From Crocs To Cashmere Tracksuits: Candice Brathwaite On How Lockdown Has Changed Her Style Forever

'I’ve gleaned so much joy from playing dress-up over the last year.'

Candice Brathwaite's lockdown style

by Candice Brathwaite |
Updated on

Sighing, my husband heaved my heavy luggage into the back of our taxi. ‘What do you have in these cases? We’re only out there for a week!’

‘Listen, on our last holiday I ran out of outfits. That won’t happen to me ever again. Also, let me enjoy my outfits while I can – you never know what could happen!’ I joked. Little did I know how much those last few words would come to mean.
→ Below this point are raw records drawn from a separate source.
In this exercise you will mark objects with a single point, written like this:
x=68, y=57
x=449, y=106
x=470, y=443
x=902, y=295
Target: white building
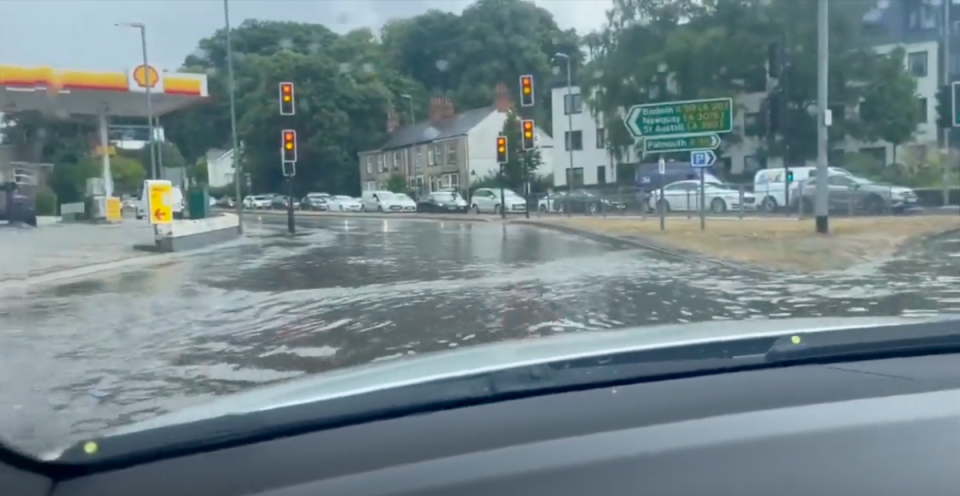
x=593, y=165
x=219, y=168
Back then, we were off on our annual holiday to my family’s country of Barbados. But this time, the UK we came home to afterwards was very different from the one we’d left. Our plane touched down on home soil on 23 March 2020. That evening, the first national lockdown was announced.
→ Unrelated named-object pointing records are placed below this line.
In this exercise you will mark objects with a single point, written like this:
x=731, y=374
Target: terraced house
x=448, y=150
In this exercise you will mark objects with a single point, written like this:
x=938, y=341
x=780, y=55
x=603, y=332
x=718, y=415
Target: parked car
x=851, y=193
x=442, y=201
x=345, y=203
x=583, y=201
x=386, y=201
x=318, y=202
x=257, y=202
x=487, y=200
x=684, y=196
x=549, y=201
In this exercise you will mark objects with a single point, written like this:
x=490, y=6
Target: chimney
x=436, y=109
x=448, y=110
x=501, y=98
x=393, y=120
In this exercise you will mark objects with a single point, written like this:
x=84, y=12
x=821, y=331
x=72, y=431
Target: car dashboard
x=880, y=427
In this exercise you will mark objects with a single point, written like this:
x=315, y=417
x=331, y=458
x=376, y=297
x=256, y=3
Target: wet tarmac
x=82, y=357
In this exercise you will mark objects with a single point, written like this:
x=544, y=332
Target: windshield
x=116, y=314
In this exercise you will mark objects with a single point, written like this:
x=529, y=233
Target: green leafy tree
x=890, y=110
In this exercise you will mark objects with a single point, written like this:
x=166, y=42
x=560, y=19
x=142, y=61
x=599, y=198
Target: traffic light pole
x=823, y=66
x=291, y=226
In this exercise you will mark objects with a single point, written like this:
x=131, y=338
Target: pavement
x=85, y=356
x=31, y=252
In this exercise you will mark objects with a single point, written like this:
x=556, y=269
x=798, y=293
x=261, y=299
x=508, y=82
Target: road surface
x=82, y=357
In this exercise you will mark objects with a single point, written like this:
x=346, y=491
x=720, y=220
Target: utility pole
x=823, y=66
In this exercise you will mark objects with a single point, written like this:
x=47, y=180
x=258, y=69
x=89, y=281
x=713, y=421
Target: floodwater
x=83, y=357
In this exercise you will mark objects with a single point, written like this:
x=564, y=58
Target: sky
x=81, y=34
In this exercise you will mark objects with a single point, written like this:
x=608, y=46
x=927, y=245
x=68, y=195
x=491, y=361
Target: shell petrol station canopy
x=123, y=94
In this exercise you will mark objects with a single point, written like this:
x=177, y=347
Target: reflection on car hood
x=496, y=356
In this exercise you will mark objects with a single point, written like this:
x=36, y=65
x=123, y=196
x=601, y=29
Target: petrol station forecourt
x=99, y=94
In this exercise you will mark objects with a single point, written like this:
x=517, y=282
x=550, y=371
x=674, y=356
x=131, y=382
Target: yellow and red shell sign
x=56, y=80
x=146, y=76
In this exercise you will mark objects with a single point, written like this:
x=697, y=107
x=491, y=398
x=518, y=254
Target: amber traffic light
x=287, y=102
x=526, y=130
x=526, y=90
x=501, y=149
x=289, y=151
At first, I went all-in on the glamour. Like many of us, I couldn’t, or rather didn’t want to, envision what a colossal hold Covid-19 would have on our lives. So – as ever when I find myself plunged into times of angst or confusion – my wardrobe became my safe space, the thing I could rely on.

In trying to keep boredom at bay and my spirits up, I admit I overdid it. Sure, a pink strapless dress with exaggerated, borderline 6D sleeves (3D doesn’t do them justice) and Manolos are great for a putting-your-bins-out challenge, but it’s quite cumbersome for home-schooling.

Once the shine of being over the top wore off, however, I found myself becoming obsessed with, well, tops. Normally, I’m a dress girl. My lack of height but bounty on width means that, in the real world, working with separates can be tricky. But now, in this new normal of only really being seen from the waist up, I could go to town. No one knew what I had on under my desk because they were too busy complimenting my high-neck blouse from Rhode.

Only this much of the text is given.